Site-Specific m6A Erasing via Conditionally Stabilized CRISPR-Cas13b Editor

N6-methyladenosine (m(6)A) on RNAs plays an important role in regulating various biological processes and CRIPSR technology has been employed for programmable m(6)A editing. However, the bulky size of CRISPR protein and constitutively expressed CRISPR/RNA editing enzymes can interfere with the native function of target RNAs and cells. Herein, we reported a conditional m(6)A editing platform (FKBP*-dCas13b-ALK) based on a ligand stabilized dCas13 editor. The inducible expression of this m(6)A editing system was achieved by adding or removing the Shield-1 molecule.
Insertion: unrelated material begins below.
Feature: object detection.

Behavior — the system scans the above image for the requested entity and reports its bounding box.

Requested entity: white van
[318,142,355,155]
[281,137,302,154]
We further demonstrated that the targeted recruitment of dCas13b-m(6)A eraser fusion protein and site-specific m(6)A erasing were achieved under the control of Shield-1. Moreover, the release and degradation of dCas13b fusion protein occurred faster than the restoration of m(6)A on the target RNAs after Shield-1 removal, which provides an ideal opportunity to study the m(6)A function with minimal steric interference from bulky dCas13b fusion protein.

Automated summary

Conditional m(6)A editing platform based on a ligand stabilized dCas13 editor was developed, allowing inducible expression of the editing system by controlling the presence of a specific molecule. This platform reduces interference from the bulky CRISPR protein and constitutively expressed editing enzymes in target RNAs and cells.